Just recently, Bever et al. (2015) returned to Eunotosaurus in an effort to better understand that animal's skull, which had not (until now) been given a proper description. Using high-resolution X-rays and digital reconstructions of the skull bones of several relatively well-preserved skulls, the authors were able to create impressive cranial models of Eunotosaurus. In fact, Eunotosaurus displays the same open postorbital fenestrae that Pappochelys does. However, it displays a curious growth marker: young animals have small supratemporal fenestrae that actually close up with age due to growth of the supratemporal bone. Whether this also happens in Pappochelys is not known.

A few more years and we won't even have to dig anymore.
However, Bever et al. did not find the same turtle-sauropterygian connection that Schoch & Sues did, instead finding turtles to be the basalmost clade of living reptiles. They do suggest that turtles closed their postorbital fenestrae by rearward expansion of the jugal that met a forward expansion of the quadratojugal. Closure of the supratemporal fenestrae may have simply been a quirk of getting older in the turtle lineage (although I tend to think it's a quirk of Eunotosaurus).

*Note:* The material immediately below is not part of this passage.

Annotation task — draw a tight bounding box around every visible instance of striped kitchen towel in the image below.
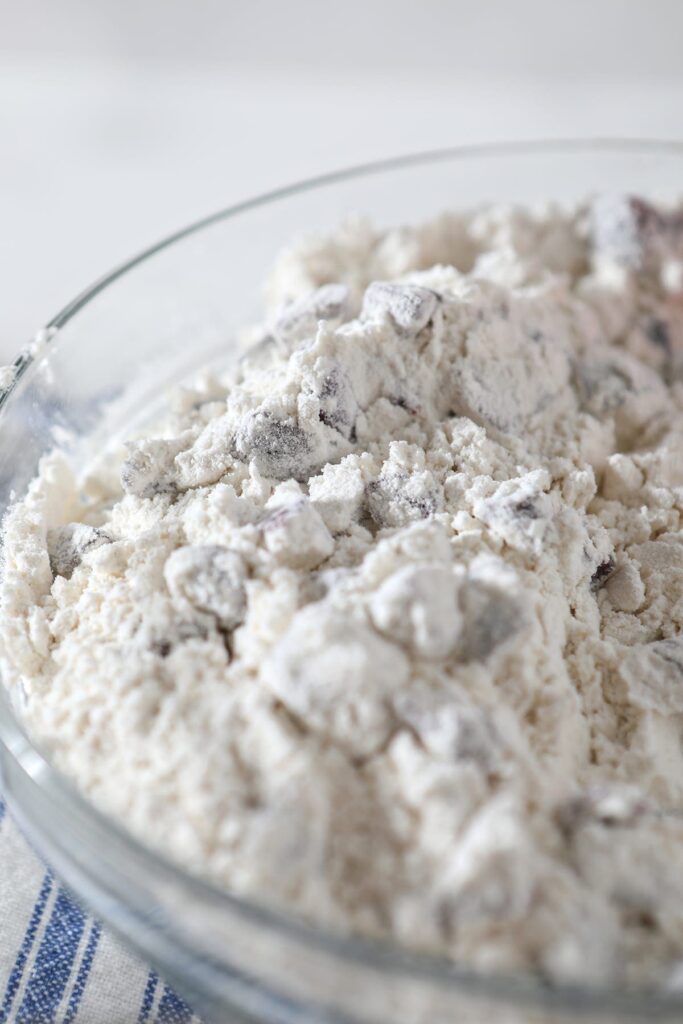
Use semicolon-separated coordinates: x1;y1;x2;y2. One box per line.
0;800;201;1024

So there you have it, folks. Turtles are diapsids, possibly close to sauropterygians, and they are just the weirdest.






*It's possible that the synapsid condition was ancestral, and diapsids developed a second hole on their own. In this scenario, anapsid "reptiles" are either not actually reptiles but instead animals that evolved prior to the synpasid-diapsid split. They could also be diapsids that, for whatever reason, reversed course and walled-off their skulls.

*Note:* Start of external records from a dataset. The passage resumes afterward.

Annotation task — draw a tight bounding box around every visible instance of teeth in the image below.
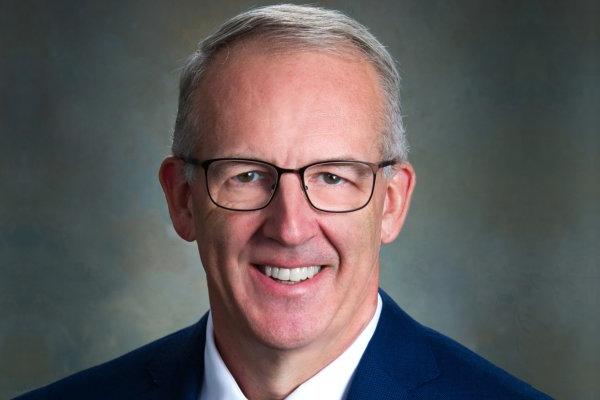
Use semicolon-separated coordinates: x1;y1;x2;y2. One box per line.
262;265;321;282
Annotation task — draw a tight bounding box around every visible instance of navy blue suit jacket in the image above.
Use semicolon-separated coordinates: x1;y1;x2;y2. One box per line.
18;291;549;400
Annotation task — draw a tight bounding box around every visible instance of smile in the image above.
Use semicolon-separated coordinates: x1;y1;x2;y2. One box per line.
258;265;321;285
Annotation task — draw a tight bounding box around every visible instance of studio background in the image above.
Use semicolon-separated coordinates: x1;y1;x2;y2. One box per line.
0;0;600;400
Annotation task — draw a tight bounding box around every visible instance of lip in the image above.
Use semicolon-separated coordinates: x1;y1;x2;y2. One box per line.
250;263;330;297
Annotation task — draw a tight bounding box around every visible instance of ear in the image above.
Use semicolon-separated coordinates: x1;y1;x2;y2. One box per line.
158;157;196;242
381;162;416;244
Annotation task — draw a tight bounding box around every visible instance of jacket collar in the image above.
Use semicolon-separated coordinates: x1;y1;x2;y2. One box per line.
347;289;439;400
147;289;439;400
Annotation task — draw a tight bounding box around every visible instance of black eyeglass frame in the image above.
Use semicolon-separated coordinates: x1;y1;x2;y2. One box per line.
177;157;397;214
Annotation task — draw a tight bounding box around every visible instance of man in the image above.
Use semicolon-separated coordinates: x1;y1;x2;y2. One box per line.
16;5;547;400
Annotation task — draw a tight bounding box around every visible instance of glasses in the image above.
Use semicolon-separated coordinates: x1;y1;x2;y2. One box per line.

Bever, G. S., Lyson, T. R., Field, D. J. & Bhullar, B. S. (2015). Evolutionary origin of the turtle skull. Nature, doi: 10.1038/nature14900

Lyson, T. R., Bever, G. S., Bhullar, B. S., Joyce, W. G. & Gauthier, J. A. (2010). Transitional fossils and the origin of turtles. Biology Letters 6: 830-833.

Lyson, T. R., Schachner, E. R., Botha-Brink, J., Scheyer, T. M., Lambertz, M. Bever, G. S., Rubidge, B. S. & de Queiroz, K. (2014). Origin of the unique ventilatory apparatus of turtles. Nature Communications 5:5211 doi: 10.1038/ncomms6211 (2014).

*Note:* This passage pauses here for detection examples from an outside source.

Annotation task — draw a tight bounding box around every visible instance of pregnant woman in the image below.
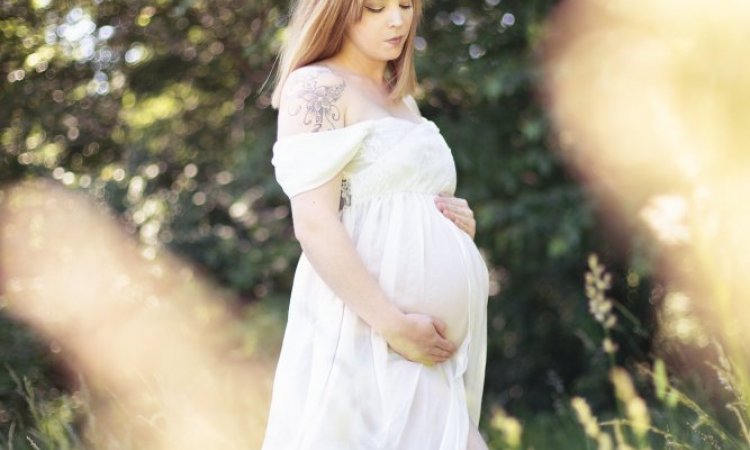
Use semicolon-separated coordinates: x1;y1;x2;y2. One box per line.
263;0;488;450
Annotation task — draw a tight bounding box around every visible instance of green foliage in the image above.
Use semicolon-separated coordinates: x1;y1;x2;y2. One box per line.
0;0;712;448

Lyson, T. R., Bever, G. S., Scheyer, T. M., Hsiang, A. Y. & Gauthier, J. A. (2013). Evolutionary origin of the turtle shell. Current Biology, hppt://dx.doi.org/10.1016/j.cub.2013.05.003.

Schoch, R. R. & Sues, H. (2015). A Middle Triassic stem-turtle and the evolution of the turtle body plan. Nature, doi: 10.1038/nature14472.


3 comments:

  1. So this Sauropterygia + Pan-Testudines clade falls within Archosauromorpha, correct?

    ReplyDelete
  2. Yes; Archosauromorpha is still a separate group.

    ReplyDelete
  3. Bever et al. did find the turtle-sauropterygian connection in their Maximum Parsimony tree, just not in their Baysian tree. Pedantic phylogenetic nomenclature point- saying "Pan-Testudines is a sister group to the Sauropterygia" is incorrect since there are no living sauropterygians. In this phylogeny, sauropterygians would BE Pan-Testudines. Note Schoch and Sues' Maximum Parsimony results are like Bever et al.'s, but in their Bayesian analysis Eunotosaurus is down by millerettids.

    Before this post I didn't realize Eunotosaurus was so small. I had always pictured it as a meter or two long.